Thanks for the patch. Overall, the patch is pretty good and is well thought out. Some comments:
1.1 In handle(), I don't think we need to add the if test in the following statement. The reason is that a message could fail to be sent because the leader changes immediately after the previous metadata refresh. Normally, leaders are elected very quickly. So, it makes sense to refresh the metadata again.
1.2 In handle(), it seems that it's better to call the following code before dispatchSerializedData().
if (topicMetadataRefreshInterval >= 0 &&
SystemTime.milliseconds - lastTopicMetadataRefresh > topicMetadataRefreshInterval)

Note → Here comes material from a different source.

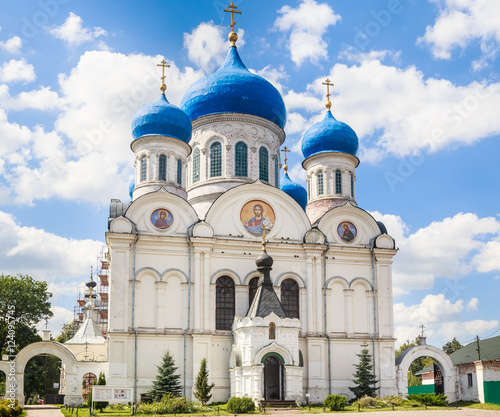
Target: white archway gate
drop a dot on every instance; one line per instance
(444, 362)
(73, 394)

lastTopicMetadataRefresh = SystemTime.milliseconds
1.3 getPartition(): If none of the partitions is available, we should throw LeaderNotAvailableException, instead of UnknownTopicOrPartitionException.
2. DefaultPartitioner: Since key is not expected to be null, we should remove the code that deals with null key.
3. The consumer side logic is fine. The consumer rebalance is only triggered when there are changes in partitions, not when there are changes in the availability of the partition. The rebalance logic doesn't depend on a partition being available. If a partition is not available, ConsumerFetcherManager will keep refreshing metadata. If you have a replication factor of 1, you will need to set a larger refresh.leader.backoff.ms, if a broker is expected to go down for a long time.